Acute leukaemia with a pure erythroid phenotype: under-recognized morphological and cytogenetic signatures associated universally with primary refractory disease and a dismal clinical outcome
Pure erythroid leukaemia (PEL) is an extremely rare and aggressive subtype of acute myeloid leukaemia defined by the World Health Organization (WHO) as a neoplastic proliferation of immature cells committed exclusively to the erythroid lineage, comprising >80% of bone marrow cells and not meeting the criteria of other well-defined myeloid neoplasms. The aim of this study was to describe the clinicopathological features of acute leukaemias with a pure erythroid phenotype (ALPEP) irrespective of their WHO classification and to determine if ALPEP represents a distinct clinicopathological entity.Methods and results:
We identified seven cases of ALPEP, in which immature cells fulfilled WHO morphological and immunophenotypical criteria for PEL. All patients except one were male, with a median age of 60 years.
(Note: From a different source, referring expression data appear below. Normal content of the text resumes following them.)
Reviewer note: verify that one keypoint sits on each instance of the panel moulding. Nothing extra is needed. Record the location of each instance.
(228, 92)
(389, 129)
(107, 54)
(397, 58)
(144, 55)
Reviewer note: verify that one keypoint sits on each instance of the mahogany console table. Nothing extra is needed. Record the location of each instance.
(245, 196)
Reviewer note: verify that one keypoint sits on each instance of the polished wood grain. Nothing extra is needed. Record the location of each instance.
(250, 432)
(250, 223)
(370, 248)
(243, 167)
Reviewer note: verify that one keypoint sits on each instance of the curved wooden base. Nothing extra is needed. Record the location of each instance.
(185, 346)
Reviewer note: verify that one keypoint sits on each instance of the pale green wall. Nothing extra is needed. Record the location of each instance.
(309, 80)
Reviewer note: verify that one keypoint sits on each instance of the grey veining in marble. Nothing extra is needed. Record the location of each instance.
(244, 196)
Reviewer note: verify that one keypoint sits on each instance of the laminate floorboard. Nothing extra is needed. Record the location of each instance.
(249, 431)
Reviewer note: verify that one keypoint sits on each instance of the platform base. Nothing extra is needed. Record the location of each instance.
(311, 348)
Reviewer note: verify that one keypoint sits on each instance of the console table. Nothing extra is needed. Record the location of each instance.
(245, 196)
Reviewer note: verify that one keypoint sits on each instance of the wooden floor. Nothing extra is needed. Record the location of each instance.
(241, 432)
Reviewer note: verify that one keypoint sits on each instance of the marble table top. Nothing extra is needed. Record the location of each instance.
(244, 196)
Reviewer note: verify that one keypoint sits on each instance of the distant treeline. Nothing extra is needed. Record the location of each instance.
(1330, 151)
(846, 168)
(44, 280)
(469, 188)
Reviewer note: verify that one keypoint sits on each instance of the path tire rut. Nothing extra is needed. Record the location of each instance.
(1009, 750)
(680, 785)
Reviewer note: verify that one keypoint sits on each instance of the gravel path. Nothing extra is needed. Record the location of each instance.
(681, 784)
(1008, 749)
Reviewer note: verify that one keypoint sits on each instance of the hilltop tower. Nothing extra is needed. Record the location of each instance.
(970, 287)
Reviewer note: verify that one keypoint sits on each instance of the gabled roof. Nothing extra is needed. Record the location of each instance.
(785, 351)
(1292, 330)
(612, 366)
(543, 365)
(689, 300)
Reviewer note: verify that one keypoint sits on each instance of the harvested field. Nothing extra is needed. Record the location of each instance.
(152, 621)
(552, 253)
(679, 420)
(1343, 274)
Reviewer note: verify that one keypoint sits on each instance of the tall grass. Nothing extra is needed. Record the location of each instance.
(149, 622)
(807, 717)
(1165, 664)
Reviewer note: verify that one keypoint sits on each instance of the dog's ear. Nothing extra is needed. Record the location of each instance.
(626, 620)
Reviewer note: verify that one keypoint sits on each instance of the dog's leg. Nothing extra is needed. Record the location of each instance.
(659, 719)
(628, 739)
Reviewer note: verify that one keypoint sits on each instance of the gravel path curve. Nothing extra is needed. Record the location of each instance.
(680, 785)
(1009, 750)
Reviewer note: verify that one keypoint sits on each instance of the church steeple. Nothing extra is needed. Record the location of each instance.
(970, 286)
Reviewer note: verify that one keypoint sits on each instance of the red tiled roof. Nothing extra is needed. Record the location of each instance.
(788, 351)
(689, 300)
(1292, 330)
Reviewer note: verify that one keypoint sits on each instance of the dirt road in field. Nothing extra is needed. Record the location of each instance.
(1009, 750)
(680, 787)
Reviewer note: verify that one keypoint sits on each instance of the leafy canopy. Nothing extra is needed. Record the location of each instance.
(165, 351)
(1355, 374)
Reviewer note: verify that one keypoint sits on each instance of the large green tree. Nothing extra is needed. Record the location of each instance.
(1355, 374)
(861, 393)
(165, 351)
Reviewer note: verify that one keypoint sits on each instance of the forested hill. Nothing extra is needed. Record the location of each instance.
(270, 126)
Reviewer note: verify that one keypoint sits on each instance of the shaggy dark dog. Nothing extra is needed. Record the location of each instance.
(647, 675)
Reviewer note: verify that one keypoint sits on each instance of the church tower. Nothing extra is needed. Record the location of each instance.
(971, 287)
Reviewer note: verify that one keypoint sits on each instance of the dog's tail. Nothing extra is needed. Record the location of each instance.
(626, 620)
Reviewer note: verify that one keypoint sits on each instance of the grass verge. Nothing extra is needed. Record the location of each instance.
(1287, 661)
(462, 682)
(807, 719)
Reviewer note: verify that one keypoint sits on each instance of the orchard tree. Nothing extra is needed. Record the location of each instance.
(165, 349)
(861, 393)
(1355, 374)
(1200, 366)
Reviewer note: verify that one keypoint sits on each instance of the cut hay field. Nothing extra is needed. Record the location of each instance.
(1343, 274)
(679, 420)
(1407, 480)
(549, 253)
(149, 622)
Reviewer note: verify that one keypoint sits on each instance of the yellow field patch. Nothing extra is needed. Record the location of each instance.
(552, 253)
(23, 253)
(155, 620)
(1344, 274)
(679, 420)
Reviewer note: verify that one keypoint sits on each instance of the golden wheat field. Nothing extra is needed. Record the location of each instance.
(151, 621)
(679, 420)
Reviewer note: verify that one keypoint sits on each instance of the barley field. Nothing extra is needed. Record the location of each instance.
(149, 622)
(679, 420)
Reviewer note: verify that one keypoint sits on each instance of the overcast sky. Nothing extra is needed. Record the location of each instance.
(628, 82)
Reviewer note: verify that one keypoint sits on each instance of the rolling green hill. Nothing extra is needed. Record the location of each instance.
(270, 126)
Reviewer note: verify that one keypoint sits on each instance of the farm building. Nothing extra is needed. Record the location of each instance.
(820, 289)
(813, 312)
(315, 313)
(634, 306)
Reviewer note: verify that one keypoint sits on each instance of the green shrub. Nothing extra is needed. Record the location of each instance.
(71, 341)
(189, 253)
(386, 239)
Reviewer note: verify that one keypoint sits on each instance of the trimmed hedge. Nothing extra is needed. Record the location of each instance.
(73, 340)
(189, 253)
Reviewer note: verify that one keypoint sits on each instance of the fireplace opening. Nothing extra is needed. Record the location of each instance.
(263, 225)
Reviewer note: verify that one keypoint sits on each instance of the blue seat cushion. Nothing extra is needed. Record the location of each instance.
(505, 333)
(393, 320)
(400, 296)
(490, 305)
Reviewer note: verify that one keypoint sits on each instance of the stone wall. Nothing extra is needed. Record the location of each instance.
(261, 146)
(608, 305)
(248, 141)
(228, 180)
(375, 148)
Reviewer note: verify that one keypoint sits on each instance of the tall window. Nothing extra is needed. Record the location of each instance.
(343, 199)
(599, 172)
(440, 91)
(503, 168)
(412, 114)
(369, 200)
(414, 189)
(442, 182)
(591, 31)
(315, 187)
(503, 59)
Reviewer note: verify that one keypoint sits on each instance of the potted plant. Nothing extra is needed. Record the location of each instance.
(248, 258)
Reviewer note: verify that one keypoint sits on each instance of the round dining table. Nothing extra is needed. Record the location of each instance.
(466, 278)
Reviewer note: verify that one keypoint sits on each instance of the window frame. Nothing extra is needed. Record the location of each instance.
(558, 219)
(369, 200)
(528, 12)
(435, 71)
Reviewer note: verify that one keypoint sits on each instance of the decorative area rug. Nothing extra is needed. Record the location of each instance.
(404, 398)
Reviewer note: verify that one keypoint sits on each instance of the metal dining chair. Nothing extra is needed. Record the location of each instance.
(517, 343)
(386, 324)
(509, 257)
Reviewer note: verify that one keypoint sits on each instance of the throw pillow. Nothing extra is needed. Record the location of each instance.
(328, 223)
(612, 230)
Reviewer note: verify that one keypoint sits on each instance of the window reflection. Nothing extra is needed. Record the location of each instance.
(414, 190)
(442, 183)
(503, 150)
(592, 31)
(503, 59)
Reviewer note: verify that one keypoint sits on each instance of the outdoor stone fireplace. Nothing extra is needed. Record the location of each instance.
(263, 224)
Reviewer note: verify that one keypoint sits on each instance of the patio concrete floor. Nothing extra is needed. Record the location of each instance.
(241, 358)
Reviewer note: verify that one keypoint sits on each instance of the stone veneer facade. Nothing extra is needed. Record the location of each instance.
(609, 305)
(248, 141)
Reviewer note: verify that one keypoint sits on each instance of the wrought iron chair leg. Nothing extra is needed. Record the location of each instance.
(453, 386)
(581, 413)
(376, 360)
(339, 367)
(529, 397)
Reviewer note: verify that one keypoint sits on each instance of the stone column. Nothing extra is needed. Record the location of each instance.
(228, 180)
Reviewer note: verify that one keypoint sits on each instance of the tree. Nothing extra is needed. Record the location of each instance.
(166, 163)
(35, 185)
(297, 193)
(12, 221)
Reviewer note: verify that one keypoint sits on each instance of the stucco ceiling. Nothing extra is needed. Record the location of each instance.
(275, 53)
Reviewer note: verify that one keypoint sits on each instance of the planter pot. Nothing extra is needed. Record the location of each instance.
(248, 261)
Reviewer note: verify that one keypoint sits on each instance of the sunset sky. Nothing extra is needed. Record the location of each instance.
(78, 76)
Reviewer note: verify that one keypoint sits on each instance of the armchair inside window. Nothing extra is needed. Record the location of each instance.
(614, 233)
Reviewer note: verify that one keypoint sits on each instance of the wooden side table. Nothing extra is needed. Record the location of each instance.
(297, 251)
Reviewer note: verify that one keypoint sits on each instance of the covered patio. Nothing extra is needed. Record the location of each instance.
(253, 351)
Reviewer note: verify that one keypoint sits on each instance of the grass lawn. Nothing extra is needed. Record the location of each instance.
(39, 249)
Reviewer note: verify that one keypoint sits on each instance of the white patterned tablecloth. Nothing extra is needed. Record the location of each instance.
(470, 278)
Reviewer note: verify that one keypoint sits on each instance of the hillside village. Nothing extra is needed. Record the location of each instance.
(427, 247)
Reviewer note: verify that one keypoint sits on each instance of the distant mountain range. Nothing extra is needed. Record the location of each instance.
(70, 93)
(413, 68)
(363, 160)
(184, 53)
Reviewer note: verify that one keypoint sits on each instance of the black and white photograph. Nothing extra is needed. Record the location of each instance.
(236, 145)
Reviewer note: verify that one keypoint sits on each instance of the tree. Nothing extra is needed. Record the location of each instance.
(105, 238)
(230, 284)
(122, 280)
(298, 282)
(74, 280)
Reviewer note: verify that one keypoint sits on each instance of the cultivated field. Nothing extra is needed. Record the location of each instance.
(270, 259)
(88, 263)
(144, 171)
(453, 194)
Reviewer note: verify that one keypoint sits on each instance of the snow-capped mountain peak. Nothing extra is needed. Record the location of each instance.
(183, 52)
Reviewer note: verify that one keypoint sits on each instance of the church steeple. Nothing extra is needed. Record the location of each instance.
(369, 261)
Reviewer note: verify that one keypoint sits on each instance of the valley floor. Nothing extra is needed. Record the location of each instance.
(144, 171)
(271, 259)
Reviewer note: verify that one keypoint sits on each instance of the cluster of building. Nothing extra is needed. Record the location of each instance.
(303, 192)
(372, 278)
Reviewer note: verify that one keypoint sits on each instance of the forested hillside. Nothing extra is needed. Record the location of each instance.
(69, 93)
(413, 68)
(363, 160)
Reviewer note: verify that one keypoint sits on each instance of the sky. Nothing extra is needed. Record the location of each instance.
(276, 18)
Three cases represented de novo PEL, three were therapy-related myeloid neoplasms and one was a blast phase of a myeloproliferative neoplasm. Extensive tumour necrosis was present in five cases (71%). Five cases with available modal karyotypes all demonstrated a complex karyotype involving the TP53 gene locus, with three cases (60%) also showing a monosomy 5 or deletion 5q and additional material on chromosome 19q13. All patients died of their disease, with a mean overall survival of 189 and 64.7 days in cases without and with necrosis on the initial biopsy, respectively.Conclusions:
We describe previously unreported but relatively common findings of extensive tumour necrosis and recurring cytogenetic abnormalities in ALPEP. Our findings suggest strongly that ALPEP represents a distinct clinicopathological entity regardless of its WHO classification.